Though Blackwater is home to birds and other critters year-round, springtime is when the babies arrive, including two bald eagle chicks this year. The lack of mosquitoes at this time of year is another plus. And in spring you can see the sprouting marsh grasses, some of them planted by volunteers in an effort to curb erosion, one of the threats to the delicate ecosystem at Blackwater.

Of course, it's also the time of year when the urge to be outdoors in the fresh air meets the unreliable weather. I'd intended to paddle in Blackwater, not pedal it, but a scheduled kayak trip got nixed at the last minute thanks to those pesky April showers.
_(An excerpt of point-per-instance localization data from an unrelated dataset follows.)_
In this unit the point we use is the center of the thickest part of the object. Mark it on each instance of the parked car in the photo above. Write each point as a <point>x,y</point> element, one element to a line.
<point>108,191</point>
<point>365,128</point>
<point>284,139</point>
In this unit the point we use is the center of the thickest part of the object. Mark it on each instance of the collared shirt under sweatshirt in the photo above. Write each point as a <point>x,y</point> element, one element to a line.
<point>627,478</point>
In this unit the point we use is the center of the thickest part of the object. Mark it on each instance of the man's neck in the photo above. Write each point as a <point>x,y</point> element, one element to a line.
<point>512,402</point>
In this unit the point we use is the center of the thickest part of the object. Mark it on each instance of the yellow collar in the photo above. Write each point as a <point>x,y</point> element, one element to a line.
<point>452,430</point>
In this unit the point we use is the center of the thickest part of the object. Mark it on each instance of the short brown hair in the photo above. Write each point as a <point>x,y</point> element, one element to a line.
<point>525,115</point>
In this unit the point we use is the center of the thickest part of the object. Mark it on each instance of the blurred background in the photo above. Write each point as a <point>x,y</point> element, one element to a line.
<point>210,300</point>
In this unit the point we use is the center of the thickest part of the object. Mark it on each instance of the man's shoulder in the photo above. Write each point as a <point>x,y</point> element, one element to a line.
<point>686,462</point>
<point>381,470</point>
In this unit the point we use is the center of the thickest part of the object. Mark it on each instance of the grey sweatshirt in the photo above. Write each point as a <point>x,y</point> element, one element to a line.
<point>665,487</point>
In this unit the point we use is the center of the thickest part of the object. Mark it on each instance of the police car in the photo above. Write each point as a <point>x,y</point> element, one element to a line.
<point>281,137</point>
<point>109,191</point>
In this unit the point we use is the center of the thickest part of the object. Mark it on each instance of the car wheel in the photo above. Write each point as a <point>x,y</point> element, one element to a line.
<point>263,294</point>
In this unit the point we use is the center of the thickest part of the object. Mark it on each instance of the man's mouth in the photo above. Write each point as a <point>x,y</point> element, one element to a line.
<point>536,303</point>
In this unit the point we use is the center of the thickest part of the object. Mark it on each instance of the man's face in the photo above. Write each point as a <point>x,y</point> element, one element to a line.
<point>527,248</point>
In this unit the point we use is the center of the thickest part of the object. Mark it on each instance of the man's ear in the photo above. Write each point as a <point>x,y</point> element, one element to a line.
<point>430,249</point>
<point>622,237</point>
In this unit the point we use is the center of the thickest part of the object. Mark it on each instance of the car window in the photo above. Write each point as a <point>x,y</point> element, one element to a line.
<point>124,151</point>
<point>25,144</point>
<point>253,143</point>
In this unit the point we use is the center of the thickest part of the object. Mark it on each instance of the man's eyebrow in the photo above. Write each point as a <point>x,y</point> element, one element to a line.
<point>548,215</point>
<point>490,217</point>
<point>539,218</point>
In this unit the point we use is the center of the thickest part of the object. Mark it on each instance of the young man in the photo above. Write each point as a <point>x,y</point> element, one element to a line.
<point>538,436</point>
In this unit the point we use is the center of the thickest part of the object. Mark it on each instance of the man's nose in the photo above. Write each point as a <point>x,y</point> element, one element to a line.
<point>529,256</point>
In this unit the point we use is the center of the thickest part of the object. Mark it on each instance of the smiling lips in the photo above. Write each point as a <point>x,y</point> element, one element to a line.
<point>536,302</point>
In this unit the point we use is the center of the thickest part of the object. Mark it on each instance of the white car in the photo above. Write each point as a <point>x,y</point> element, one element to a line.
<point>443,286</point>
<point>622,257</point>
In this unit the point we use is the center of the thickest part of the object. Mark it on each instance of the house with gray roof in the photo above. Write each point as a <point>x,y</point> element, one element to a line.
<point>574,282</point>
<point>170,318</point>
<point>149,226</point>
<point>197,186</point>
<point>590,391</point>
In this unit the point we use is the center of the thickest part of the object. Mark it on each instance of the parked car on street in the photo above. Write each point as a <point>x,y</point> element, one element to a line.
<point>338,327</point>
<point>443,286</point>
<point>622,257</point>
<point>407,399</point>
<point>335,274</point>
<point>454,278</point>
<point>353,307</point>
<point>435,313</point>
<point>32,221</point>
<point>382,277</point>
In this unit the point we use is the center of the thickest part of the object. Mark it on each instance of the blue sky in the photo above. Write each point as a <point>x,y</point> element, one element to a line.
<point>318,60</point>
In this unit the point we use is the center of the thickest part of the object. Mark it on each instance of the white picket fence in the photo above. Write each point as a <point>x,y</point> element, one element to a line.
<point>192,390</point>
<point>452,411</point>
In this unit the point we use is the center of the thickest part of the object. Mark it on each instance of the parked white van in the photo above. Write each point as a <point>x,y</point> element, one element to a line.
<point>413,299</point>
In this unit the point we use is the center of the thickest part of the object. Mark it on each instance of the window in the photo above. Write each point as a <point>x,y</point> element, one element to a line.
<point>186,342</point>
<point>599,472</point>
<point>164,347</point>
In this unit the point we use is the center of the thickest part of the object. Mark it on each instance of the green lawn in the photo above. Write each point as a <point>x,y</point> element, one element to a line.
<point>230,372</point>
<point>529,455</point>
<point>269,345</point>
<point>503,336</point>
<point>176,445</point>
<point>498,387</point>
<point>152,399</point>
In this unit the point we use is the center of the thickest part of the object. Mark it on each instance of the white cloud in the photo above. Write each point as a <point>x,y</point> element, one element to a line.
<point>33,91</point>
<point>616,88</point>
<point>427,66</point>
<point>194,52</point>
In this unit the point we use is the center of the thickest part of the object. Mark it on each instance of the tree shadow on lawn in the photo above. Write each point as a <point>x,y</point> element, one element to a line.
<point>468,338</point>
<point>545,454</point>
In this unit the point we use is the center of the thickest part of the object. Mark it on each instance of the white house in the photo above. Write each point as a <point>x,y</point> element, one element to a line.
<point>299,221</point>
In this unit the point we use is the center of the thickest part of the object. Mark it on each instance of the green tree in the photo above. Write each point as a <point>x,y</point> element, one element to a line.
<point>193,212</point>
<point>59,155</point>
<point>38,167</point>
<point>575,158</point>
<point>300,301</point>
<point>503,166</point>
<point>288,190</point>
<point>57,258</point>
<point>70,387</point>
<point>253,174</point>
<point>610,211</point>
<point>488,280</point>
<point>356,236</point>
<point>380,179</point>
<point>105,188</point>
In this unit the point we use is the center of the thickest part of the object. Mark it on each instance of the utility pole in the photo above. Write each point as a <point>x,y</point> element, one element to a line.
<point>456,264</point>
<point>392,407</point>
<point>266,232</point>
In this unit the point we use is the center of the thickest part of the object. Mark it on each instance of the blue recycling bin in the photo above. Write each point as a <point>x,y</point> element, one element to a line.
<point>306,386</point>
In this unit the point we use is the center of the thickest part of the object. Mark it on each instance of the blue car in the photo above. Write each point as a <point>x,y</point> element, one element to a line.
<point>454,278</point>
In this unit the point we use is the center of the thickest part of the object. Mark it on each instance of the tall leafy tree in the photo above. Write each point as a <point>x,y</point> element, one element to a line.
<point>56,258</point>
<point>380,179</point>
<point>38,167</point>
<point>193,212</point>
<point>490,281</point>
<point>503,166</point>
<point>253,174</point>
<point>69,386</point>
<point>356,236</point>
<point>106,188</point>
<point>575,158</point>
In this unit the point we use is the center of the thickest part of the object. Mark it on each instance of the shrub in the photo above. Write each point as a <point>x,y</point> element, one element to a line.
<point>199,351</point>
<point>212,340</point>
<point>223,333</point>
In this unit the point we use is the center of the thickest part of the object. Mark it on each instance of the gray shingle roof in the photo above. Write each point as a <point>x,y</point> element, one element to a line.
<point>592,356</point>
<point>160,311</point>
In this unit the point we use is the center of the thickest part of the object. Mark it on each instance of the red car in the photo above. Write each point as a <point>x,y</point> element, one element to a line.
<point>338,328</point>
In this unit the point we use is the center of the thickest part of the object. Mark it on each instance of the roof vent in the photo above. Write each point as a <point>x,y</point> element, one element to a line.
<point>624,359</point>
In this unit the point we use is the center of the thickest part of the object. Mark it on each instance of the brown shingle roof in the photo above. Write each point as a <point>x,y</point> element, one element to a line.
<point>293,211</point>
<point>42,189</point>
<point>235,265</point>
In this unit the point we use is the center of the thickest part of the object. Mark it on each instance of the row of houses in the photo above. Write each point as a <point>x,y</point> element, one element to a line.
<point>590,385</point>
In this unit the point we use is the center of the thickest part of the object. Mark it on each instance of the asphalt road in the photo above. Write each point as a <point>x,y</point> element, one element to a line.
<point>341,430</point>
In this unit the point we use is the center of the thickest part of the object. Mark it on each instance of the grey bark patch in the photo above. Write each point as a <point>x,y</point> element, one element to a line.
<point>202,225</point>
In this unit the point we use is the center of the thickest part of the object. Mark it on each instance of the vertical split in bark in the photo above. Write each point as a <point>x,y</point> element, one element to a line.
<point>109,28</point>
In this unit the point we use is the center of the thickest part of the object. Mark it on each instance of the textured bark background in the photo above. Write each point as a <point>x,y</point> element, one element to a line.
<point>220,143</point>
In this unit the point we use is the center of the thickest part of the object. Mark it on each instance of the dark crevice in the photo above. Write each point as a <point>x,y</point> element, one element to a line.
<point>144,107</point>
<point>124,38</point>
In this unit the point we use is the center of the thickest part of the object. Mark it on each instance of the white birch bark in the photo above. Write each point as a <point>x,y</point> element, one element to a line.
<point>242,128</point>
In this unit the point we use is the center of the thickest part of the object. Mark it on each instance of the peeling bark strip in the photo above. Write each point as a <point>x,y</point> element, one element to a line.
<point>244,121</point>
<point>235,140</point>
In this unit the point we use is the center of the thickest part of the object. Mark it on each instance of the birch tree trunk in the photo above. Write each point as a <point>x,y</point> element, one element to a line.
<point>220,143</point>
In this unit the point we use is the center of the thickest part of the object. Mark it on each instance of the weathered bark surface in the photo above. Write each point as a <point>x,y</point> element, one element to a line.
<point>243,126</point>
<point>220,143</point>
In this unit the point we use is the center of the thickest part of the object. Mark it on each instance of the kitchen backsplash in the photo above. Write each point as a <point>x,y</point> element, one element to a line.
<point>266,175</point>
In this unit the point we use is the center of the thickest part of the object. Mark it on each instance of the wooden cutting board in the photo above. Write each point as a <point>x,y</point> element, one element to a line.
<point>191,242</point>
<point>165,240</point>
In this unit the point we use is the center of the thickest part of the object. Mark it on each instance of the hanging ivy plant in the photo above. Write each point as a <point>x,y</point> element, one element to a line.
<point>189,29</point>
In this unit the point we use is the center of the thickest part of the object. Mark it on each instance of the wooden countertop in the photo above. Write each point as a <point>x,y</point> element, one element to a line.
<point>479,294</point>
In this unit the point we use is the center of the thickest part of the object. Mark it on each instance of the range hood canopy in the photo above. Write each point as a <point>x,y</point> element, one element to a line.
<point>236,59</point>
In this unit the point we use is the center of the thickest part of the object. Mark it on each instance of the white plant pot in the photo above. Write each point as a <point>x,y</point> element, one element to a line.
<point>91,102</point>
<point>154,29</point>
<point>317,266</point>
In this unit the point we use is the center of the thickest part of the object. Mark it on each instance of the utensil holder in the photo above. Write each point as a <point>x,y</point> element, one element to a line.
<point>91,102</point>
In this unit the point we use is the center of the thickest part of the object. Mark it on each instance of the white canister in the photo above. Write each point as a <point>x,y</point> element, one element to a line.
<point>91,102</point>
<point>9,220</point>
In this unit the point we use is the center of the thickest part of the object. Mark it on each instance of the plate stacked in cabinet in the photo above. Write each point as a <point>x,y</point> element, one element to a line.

Instead, on a sunny Saturday afternoon, I drove to Blackwater Paddle & Pedal Adventures to pick up a banana-yellow cruiser to ride to the refuge.

The refuge was established as a waterfowl sanctuary in 1933 and comprises 27,000 acres of incredible variety: freshwater impoundments, brackish tidal wetlands, open fields, and stands of evergreens and deciduous trees just now getting their leaves. Climate change and nearby development are serious threats to the refuge, which is home to 250 kinds of birds, those spring hatchlings among them.

From the bike and boat shop, run by the Meredith family out of their house about three miles from Blackwater, I biked to the refuge. I rolled past the signposted birthplace of Harriet Tubman, who lived most of her life in Dorchester, and a white building marked with a green turtle-shaped sign reading, "The Nause-Waiwash Band of Indians Inc. Longhouse." (The Nause-Waiwash are descendants of the Nanticokes, one of the native peoples John Smith encountered while exploring the region in 1608.)

By the time I got to the Blackwater refuge, I was revved to see more in the waning daylight hours, so I turned onto Wildlife Drive, a paved, one-way road that winds for five miles through Blackwater's forests and along Lake Blackwater's shore.

First stop: a scenic turnoff where I watched bald eagles swooping through the air and a lone American oystercatcher pecking in the sandy soil. Through a wooded part of the trail I spied a turkey vulture hulking in a nearby treetop. It wasn't alone. Soon I realized that there were more, maybe five in all, taking turns circling close by me before landing on tree branches. Did I really look as if I was going to croak? I mean, I was barely breaking a sweat, thanks to the road's easy grade and my frequent stops.

Still, I was out there by myself, just me and the vultures -- until the next car passed. I saw a dozen or so cars on my sojourn, the drivers cheerfully waving at me.

In the course of my 10-mile ride through the refuge -- I pedaled to the end of Wildlife Drive and back -- I also spotted ospreys, mallards, red-winged blackbirds, cardinals, robins and sea gulls. On a bike, I could pull off the road to watch or photograph the creatures without worrying about scaring them off with a car engine. And I could get pretty close: At one point, I stood stock-still and watched a heron a few yards away walk veeerry slooowly across a pool of water; I was able to get close enough to another heron to see the detail in his reflection and notice his black head feathers blowing in the breeze.

On the way back to drop off the bike, I saw the splayed legs of a sika deer that was grazing quietly at the wood's edge. It took a few seconds for the deer to notice a big white pickup barreling closer and closer. Sika deer are said to make up to 10 different sounds; this one made a noise that can only be described as a girlish shriek before bolting into the forest.

I stashed the bike back at the Merediths' and, with the sun setting over purple clover-filled fields, drove to my hotel for a good night's sleep.

The next morning: rain, lots of it, and a cold wind blowing. I went back to Blackwater anyway, staying dry in the visitors center, watching the baby eagles on the Eagle Cam as they snuggled at the edge of their nest.

I hope to tour Blackwater by kayak sometime soon, but seeing all those birds by bike felt intimate and exciting, and those flat roads made biking 15 miles feel like a piece of cake. Well, sort of. Were my legs stiff in the morning? You bet your tail feathers.